A Deconstructionist's Bible Study
What is a Deconstructionist’s Bible Study?
When I began to think the Bible didn’t say what “they” said it said, I began searching different voices and perspectives. I listened to Catholics, Anglicans, Jewish scholars, feminists, womanists, queers. I read from the work of Native Americans, blacks, Latinos.
Slowly, my old biblical framework began to fall apart. And a kinder, more hopeful and more exciting message began to emerge.
This is the place I share what I learned, what I am continuing to learn.
Why study the Gospel of Mark?
A study of Jesus is imperative to understanding our humanity, who God is, and interpreting the rest of Scripture. Biblical interpretation without Jesus is dangerous to the whole of creation, as many are now seeing in our political, social and natural environments.
Many years ago, I began studying Mark’s Gospel in depth because it is the shortest book about Jesus. To be frank, I figured I would be more likely to finish the whole of it, all 16 chapters. Though I have studied all of Mark to the end, to my dismay and delight, I have learned that I will never be “finished.” There is always more to discover, and that is an endless source of delight for all of us.
I deliberately studied Mark separately from Matthew, Luke and John, hoping to learn from Mark’s unique perspective. What stories does he tell? Why? How does he interpret Jesus’ life?
Who is Mark?
We don’t know with certainty who this gospel writer is. The Gospel itself does not tell us, and its title was attached much later by the church. Was he a Jew or a Gentile? Did he write the gospel from Rome or Jerusalem? Was he a he at all?
Early church tradition teaches that the gospel writer is the Mark who served as Peter’s interpreter and secretary, making this Gospel essentially based on the stories Peter lived and told to Mark. However, Mark is a common name of the time. Some believe that the John Mark mentioned in Acts is the gospel writer.
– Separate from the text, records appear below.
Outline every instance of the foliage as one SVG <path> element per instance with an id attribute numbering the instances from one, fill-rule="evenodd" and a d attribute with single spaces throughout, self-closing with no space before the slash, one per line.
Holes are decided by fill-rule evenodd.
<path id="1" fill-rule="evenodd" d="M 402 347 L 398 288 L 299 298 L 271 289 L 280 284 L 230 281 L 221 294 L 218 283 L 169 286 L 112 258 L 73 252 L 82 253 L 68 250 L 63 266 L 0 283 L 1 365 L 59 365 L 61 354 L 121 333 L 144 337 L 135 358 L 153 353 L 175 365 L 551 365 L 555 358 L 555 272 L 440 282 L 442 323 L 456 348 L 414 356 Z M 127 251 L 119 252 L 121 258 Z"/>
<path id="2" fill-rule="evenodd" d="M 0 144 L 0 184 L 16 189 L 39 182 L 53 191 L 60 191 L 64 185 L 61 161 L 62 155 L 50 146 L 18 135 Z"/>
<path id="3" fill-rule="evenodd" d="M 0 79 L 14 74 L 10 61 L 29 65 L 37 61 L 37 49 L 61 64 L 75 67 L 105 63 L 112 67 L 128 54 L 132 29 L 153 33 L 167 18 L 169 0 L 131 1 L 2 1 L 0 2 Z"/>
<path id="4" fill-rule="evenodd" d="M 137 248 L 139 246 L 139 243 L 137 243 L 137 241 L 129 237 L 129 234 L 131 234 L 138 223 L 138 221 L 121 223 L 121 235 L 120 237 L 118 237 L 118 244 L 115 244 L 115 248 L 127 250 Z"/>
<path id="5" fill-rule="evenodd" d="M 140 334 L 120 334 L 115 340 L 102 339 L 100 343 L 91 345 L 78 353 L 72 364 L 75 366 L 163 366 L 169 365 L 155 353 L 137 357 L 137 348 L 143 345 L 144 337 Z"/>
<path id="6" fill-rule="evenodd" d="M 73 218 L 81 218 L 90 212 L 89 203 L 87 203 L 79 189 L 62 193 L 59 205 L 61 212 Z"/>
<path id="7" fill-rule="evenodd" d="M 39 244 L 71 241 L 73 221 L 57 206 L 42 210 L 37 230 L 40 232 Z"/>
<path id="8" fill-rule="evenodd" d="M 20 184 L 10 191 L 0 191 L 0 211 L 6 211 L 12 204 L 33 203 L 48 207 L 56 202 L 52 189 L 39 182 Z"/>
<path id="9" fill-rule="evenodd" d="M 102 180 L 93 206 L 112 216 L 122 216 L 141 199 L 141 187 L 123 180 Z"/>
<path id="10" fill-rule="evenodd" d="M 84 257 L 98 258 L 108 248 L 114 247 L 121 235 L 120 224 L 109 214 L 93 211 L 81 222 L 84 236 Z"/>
Paul also mentions a Mark in several of his letters. Are all these referencing the same man and the gospel writer?
There are many scholarly opinions and scraps of evidence, but the evidence is slim and views are speculative.
For ease of our study, we will continue to refer to the author as Mark.
What most scholars do agree on – Mark’s Gospel is the oldest Gospel, written in Koine Greek, the language common among the tradesmen, not the literary scholars of the day. It was likely written sometime during Nero’s persecutions between AD 64-70.
What does Mark say?
Mark writes his story in hindsight, likely some 30 years after Jesus’ death. He introduces his readers to Jesus, identifying him as the expected Messiah who will bring God’s Kingdom. He quickly moves the story to the people who meet Jesus – those who follow him without fully understanding who he is, those who reject him, those who challenge him, those who try to change him.
Along the way, Jesus’ identity is partly concealed both purposely by Jesus himself and also by the obstinacy and resistance of his listeners. Indeed, one wonders if Jesus conceals his identity in order to avoid conflict that will hinder his teachings. Jesus’ identity and purpose is revealed in layers of stories and his attentions to people and not fully unveiled until the crucifixion. And the church has been arguing about it ever since.
We are left with the feeling that faith, like this revelation, is a continuing, slow process like a seed being planted, sprouting, growing, and putting forth fruit, an image Jesus references many times when talking about the kingdom of God.
Mark’s Gospel focuses on suffering people. It is unusual in that the lowest people are elevated, and the Kingdom of God comes simply through people loving each other. Through the story, Jesus prepares his followers, flawed and frail humanity, to continue his work -- to feed his sheep, to heal, to cast out demons, to live in a way of love that will ultimately threaten the most powerful might in the world, the Roman Empire.
Because only Love will conquer the Empire. Only Love will conquer abusive Power, Greed, Hunger, War, Suffering, Loneliness.
Pay attention to the people with no name, the people pushed to the margins, the ignored, the scorned. Mark does.
The nameless and vulnerable have the insight to see who Jesus is. The religious leaders of the faith community should have listened to them. Will we learn to do better today? Will our faith leaders finally learn to listen to the vulnerable and powerless? Will our leaders learn to wonder at their own blindness and begin to ask if those they disagree with are right?
Only when you and I ask ourselves these questions will we learn what it means to create community, to work toward the Kingdom of God. Who do we push to the margins of our lives? Who do we ignore? Who do we scorn? Who disturbs our comfort and why?
Mark invites us to ask these questions.